The Doom of Fallowhearth

Hermetic Library Fellow T Polyphilus reviews The Doom of Fallowhearth [Amazon, Bookshop, Publisher, Local Library] by Robbie MacNiven, part of the Descent: Journeys in the Dark series.

MacNiven The Doom of Fallowhearth

This book is — as far as I know — the first novel-length fiction to be set in the proprietary fantasy world of Terrinoth, identified with a considerable number of games under the Fantasy Flight imprint: Runewars, Descent, Runebound, Rune Age, BattleLore Second Edition, Heroes of Terrinoth, and probably some others as well.
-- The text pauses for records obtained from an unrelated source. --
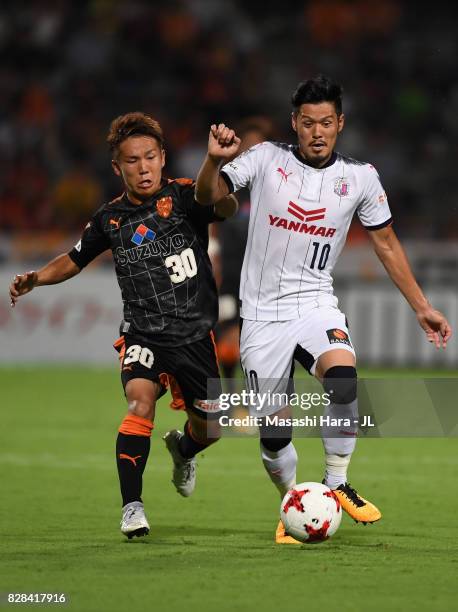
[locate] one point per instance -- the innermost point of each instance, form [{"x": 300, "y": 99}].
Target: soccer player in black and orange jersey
[{"x": 158, "y": 235}]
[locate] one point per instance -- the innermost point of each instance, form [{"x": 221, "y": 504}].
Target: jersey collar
[{"x": 299, "y": 157}]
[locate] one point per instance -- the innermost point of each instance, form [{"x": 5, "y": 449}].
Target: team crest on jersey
[
  {"x": 342, "y": 187},
  {"x": 141, "y": 233},
  {"x": 338, "y": 336},
  {"x": 164, "y": 206}
]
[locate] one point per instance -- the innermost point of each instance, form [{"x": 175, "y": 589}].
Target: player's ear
[
  {"x": 340, "y": 123},
  {"x": 116, "y": 168}
]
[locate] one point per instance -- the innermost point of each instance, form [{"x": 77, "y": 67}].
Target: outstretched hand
[
  {"x": 436, "y": 326},
  {"x": 22, "y": 284},
  {"x": 223, "y": 144}
]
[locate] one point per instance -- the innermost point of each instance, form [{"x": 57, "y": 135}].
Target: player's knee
[
  {"x": 275, "y": 444},
  {"x": 340, "y": 382},
  {"x": 142, "y": 406}
]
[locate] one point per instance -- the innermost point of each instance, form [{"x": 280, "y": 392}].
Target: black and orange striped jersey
[{"x": 160, "y": 254}]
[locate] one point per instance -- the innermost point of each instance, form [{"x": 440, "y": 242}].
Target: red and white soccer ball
[{"x": 310, "y": 512}]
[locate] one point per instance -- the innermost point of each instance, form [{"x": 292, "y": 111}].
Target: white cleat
[
  {"x": 133, "y": 522},
  {"x": 184, "y": 470}
]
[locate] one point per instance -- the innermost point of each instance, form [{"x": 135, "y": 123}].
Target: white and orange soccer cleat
[
  {"x": 281, "y": 537},
  {"x": 134, "y": 522}
]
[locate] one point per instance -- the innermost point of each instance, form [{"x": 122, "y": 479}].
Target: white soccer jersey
[{"x": 299, "y": 222}]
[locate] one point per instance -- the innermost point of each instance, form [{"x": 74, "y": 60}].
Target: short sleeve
[
  {"x": 242, "y": 170},
  {"x": 373, "y": 211},
  {"x": 92, "y": 243}
]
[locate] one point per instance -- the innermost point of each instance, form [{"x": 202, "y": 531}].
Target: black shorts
[{"x": 193, "y": 366}]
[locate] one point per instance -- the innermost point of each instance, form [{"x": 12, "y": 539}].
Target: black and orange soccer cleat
[{"x": 360, "y": 510}]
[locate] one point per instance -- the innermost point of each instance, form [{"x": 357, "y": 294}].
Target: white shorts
[{"x": 268, "y": 349}]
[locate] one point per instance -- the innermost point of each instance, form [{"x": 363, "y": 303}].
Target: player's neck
[
  {"x": 135, "y": 199},
  {"x": 313, "y": 163}
]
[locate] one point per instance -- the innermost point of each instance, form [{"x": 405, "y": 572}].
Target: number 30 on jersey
[{"x": 182, "y": 266}]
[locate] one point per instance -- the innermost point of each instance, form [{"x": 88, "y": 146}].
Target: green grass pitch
[{"x": 60, "y": 514}]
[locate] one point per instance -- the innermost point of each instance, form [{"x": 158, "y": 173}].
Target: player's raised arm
[
  {"x": 390, "y": 252},
  {"x": 56, "y": 271},
  {"x": 223, "y": 145}
]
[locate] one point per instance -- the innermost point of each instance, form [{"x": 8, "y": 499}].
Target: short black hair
[
  {"x": 316, "y": 90},
  {"x": 133, "y": 124}
]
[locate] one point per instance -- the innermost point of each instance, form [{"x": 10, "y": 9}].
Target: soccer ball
[{"x": 310, "y": 512}]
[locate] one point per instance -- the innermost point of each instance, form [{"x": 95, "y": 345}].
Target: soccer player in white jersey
[{"x": 303, "y": 198}]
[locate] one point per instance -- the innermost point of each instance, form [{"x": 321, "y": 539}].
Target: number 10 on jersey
[{"x": 322, "y": 259}]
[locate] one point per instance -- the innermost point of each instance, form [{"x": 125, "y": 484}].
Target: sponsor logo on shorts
[
  {"x": 208, "y": 405},
  {"x": 338, "y": 336},
  {"x": 342, "y": 187}
]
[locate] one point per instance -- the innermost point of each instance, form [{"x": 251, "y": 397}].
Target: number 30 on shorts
[
  {"x": 141, "y": 354},
  {"x": 183, "y": 265}
]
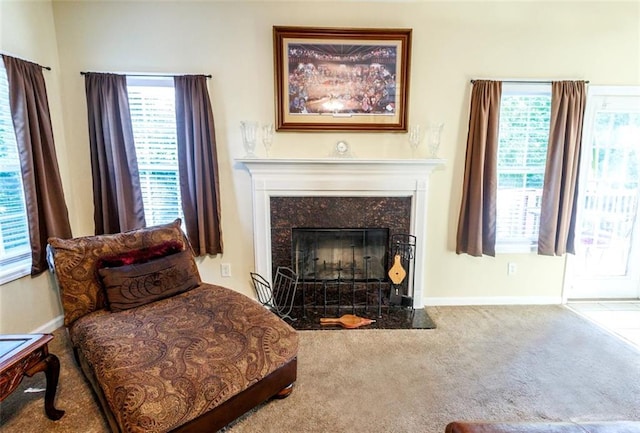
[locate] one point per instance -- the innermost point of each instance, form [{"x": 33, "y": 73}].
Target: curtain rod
[
  {"x": 16, "y": 57},
  {"x": 148, "y": 75},
  {"x": 527, "y": 81}
]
Its topic is the reunion of the “Borderlands Four,” a party of adventurers who have been enlisted to find a missing noblewoman in the outlying northern reaches of Terrinoth.
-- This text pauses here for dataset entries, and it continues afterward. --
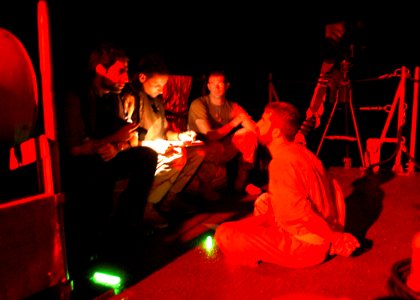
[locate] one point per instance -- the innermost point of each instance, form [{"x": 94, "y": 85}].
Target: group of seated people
[{"x": 115, "y": 129}]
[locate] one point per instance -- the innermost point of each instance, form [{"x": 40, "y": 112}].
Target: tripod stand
[{"x": 344, "y": 96}]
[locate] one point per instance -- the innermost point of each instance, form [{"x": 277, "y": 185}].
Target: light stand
[{"x": 344, "y": 96}]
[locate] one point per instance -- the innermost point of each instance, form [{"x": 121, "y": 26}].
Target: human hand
[
  {"x": 161, "y": 146},
  {"x": 239, "y": 119},
  {"x": 261, "y": 204},
  {"x": 187, "y": 136},
  {"x": 107, "y": 151},
  {"x": 125, "y": 133},
  {"x": 343, "y": 244}
]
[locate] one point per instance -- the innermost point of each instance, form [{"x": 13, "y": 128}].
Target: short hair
[
  {"x": 152, "y": 64},
  {"x": 106, "y": 54},
  {"x": 286, "y": 117},
  {"x": 218, "y": 72}
]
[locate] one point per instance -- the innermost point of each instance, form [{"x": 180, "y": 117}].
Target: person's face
[
  {"x": 217, "y": 85},
  {"x": 116, "y": 76},
  {"x": 153, "y": 86},
  {"x": 264, "y": 125}
]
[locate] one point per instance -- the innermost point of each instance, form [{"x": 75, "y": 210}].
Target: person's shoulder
[{"x": 199, "y": 101}]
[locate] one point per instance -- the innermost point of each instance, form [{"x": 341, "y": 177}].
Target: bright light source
[
  {"x": 208, "y": 243},
  {"x": 109, "y": 280}
]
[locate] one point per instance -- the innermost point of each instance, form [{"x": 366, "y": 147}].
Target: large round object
[{"x": 18, "y": 91}]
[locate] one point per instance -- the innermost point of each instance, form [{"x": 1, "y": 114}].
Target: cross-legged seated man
[{"x": 299, "y": 222}]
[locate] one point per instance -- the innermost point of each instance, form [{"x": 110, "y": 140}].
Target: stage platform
[{"x": 178, "y": 266}]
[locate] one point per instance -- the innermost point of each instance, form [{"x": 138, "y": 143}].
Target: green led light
[{"x": 106, "y": 279}]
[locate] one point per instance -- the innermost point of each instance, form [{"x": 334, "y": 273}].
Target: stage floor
[{"x": 179, "y": 266}]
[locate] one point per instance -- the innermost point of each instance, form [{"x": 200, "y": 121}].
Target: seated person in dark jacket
[{"x": 97, "y": 153}]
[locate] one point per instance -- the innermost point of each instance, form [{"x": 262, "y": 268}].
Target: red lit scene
[{"x": 165, "y": 152}]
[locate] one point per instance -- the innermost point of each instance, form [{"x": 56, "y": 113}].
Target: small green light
[{"x": 112, "y": 281}]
By and large, the games present Terrinoth as a bog-standard heroic fantasy world, with elves and orcs, dwarves and undead, dragons and giant spiders. This book seems careful to preserve its canon while highlighting a few elements that might seem different from the usual post-D&D synthesis of pulp sword-and-sorcery with Tolkien-style epic fare. There is at least one major pivot in the novel, amply foreshadowed, and not profoundly surprising, but the ending is a bit unconventional. It reads quickly, and does offer the sort of fleshing-out for its setting that this sort of story is concocted to achieve.

The main viewpoint characters here are the orc Pathfinder Durik and the rogue Logan Lashley. The former is the most upstanding and ethical character in the whole book, as far as I could tell, which thus comes a long way from Tolkien, but is consistent with the Terrinoth source material, I think. The aging and self-conscious Logan is something of a buffoon. In other non-standard fantasy characterizations, the whole story mentions only two amorous relationships, and they are both same-sex arrangements, neither of them stigmatized for that reason. The main one is stigmatized, but for necromancy, and that is central to the larger plot — a fact introduced in the prologue.
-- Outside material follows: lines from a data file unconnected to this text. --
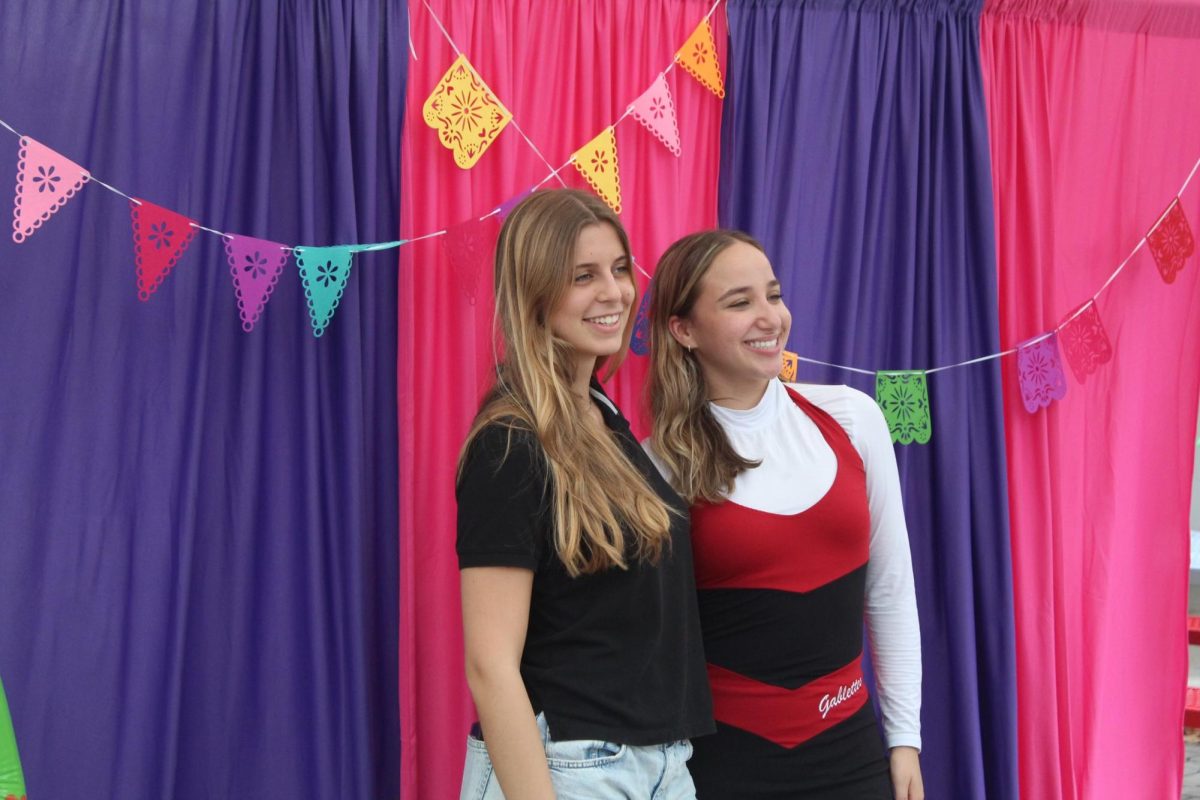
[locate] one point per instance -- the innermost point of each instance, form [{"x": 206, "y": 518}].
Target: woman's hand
[
  {"x": 496, "y": 615},
  {"x": 906, "y": 782}
]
Ironically, the book’s branding is for “Descent: Journeys in the Dark,” a longstanding dungeon-crawler tabletop game that appears to have had its publication suspended in favor of “Descent: Legends of the Dark,” a sequel game driven by a digital app. A second “Descent” novel by a different author was issued just four months after this one, and I find it somewhat tempting, as it involves the Uthuk Y’llan, savage demonolaters who do not appear in The Doom of Fallowhearth.